From an analytical perspective, compare the value of your products and services against competing offerings to assess, and thoroughly understand, defections.
Determine the relative significance of antecedent factors and the possibility of different outcomes. Identify and compare the variables of your best customers as compared to next-best customers relative to defections. Compare your defection statistics with key competitors and the industry baseline.
The key point to be made here is that most companies do NOT measure the number of customer defections nor do they analyze why customers leave.
A retention tool
Active listening, for the sole purpose of understanding, is the most important aspect of effective business communication. A thorough and accurate understanding of your customers’ expectations, from their perspective, can give you the necessary information to avoid, or solve, problems. This is the best consulting advice a company can get and it costs nothing! Armed with this critical information you can delight customers, develop needed products, or make adjustments to enhance their interactions with your organization.

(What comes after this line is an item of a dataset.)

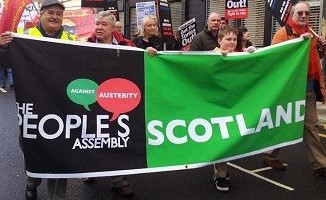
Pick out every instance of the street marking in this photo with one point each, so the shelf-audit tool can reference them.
(259, 176)
(265, 168)
(2, 90)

When you really understand your customers and earn their trust and respect you derive many substantial rewards: 1) you deepen the relationship and begin a partnership; 2) you earn the opportunity to serve them; 3) you learn how, what, how much, and when to sell to them; 4) you reduce the opportunity for your competitors to penetrate your customer base and even your potential customers.
Companies that manage customer relationships successfully over time, take an integrated approach to management which includes marketing, information technology, market research and quality operations (manufacturing and/or service) and financial operations. A successful company recognizes that, after the first sale, it has an opportunity to begin a relationship which may develop into a partnership. Pursue any activity that preserves or enhances the relationship with your most valuable asset, your customer.
As Peter Drucker points out, “The customer is the only reason for any business to exist.” I couldn’t have said it any better!